El segundo término, la salud, es definida por la Organización Mundial de la Salud, también una de múltiples definiciones, como: “un estado de completo bienestar físico, mental y social, y no solamente la ausencia de afecciones o enfermedades” . La epistemología entonces, tiene que ver con el conocimiento y con la ciencia, en tanto que, la salud, es un estado, y así se establece la contradicción.
Contradicción no es imposibilidad, es simplemente una lógica diferente, diferente de la tradicional lógica aristotélica que proscribe las contradicciones y herramienta dilecta de la concepción positivista actual de la ciencia.
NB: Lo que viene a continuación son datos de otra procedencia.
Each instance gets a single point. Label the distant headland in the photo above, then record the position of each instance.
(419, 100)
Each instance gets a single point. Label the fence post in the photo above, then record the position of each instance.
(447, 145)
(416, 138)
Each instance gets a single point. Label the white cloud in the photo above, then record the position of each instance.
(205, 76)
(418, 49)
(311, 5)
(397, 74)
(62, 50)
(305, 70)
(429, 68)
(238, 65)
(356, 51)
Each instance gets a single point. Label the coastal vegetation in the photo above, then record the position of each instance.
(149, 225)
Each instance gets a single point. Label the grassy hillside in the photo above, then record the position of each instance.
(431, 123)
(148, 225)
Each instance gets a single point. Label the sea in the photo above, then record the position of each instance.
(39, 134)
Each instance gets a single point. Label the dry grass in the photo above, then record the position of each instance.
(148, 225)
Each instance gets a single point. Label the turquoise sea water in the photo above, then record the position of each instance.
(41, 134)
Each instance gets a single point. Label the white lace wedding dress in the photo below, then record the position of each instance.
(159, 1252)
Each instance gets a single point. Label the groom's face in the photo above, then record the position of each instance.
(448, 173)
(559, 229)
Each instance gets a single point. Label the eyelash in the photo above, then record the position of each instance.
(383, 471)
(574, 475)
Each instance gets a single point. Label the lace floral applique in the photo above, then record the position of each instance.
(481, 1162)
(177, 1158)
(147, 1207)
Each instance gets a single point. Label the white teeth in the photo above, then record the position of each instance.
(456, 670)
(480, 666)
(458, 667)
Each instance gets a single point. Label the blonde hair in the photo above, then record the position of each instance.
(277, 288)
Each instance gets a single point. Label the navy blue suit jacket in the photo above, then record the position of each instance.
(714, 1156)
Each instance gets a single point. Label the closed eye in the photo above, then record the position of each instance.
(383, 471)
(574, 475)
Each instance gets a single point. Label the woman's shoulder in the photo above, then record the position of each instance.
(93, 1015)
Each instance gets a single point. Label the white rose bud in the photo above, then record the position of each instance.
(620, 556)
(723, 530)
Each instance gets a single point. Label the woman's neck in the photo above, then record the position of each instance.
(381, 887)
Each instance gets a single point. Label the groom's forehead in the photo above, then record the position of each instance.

Esta contradicción existe desde el origen mismo de la discusión sobre la autonomía y especificidad que justifique una epistemología de la salud y esta discusión pasa, paradójicamente, por la delimitación de su objeto de estudio: “la enfermedad” . Foucault, Berlingher y Canghilhem desarrollan una fructífera reflexión sobre el problema de la relación entre las ciencias y las técnicas y el problema de las normas y de lo normal.
Puede argumentarse que hablamos de ciencias de la salud en vez de sólo salud. Esta perspectiva abre paso a una nueva complejidad: ¿Cuáles son las ciencias de la salud? ¿Medicina, psicología, enfermería?
Medicina, psicología y enfermería tienen un campo de conocimiento específico, pero no son ciencias en el sentido reduccionista del positivismo, son profesiones o disciplinas ya que su objetivo principal no es el de generar conocimiento sino el cuidado y atención de los pacientes.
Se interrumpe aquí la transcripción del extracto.